Hanrui / IDEA_REPORT.md

Add files using upload-large-folder tool

40d87dd verified 5 days ago

10.7 kB

DFlash Improvement Ideas: Higher Acceptance Length Without Training

Goal: Improve DFlash's acceptance length (tau) and acceleration ratio using only inference-time modifications — no additional training.

Baseline: Qwen3-4B + z-lab/Qwen3-4B-DFlash-b16, block_size=16, math500 (10 samples, 512 tokens)

Baseline avg tau = 8.63, median = 8.0

Idea 1: Iterative Block Refinement (Multi-Step Denoising)⭐⭐⭐⭐⭐

Core Idea: Run the DFlash draft model multiple times on the same block. After each pass, use the sampled tokens as updated noise embeddings for the next pass, mimicking multi-step diffusion denoising.

Why it might work: DFlash currently uses a single forward pass to predict all block tokens from mask tokens. The initial mask embeddings carry no information about what the draft should generate. By iterating, each pass conditions on an increasingly informed noise context — the first pass gives a rough draft, the second pass refines it with better token embeddings as context.

Implementation complexity: Low. Just loop the draft forward pass 2-3 times, feeding output back as input. No KV cache across steps.

Expected improvement: +0.5 to +2.0 tau (denoising is the core mechanism of diffusion models — more steps should help).

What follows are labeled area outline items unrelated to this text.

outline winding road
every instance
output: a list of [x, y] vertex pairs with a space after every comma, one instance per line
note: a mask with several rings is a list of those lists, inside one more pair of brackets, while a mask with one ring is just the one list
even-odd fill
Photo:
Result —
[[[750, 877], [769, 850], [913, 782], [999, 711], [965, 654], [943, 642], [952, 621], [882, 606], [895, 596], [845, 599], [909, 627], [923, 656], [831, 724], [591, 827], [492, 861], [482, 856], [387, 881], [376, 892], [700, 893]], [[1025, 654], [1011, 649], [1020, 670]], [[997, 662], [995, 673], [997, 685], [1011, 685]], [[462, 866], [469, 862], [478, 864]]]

Risk: Extra draft compute may negate speedup gains. Must keep step count low (2-3) to maintain wall-clock advantage.

Pilot result: [PENDING]

Idea 1 plus: Confidence-Gated Selective Redrafting

Core Idea: After the first draft pass, compute per-position entropy of the draft logits. If any position (especially early ones) has high entropy (>threshold), run a second draft pass with the partially-filled block as context. Only replace the high-entropy positions with the second pass's predictions.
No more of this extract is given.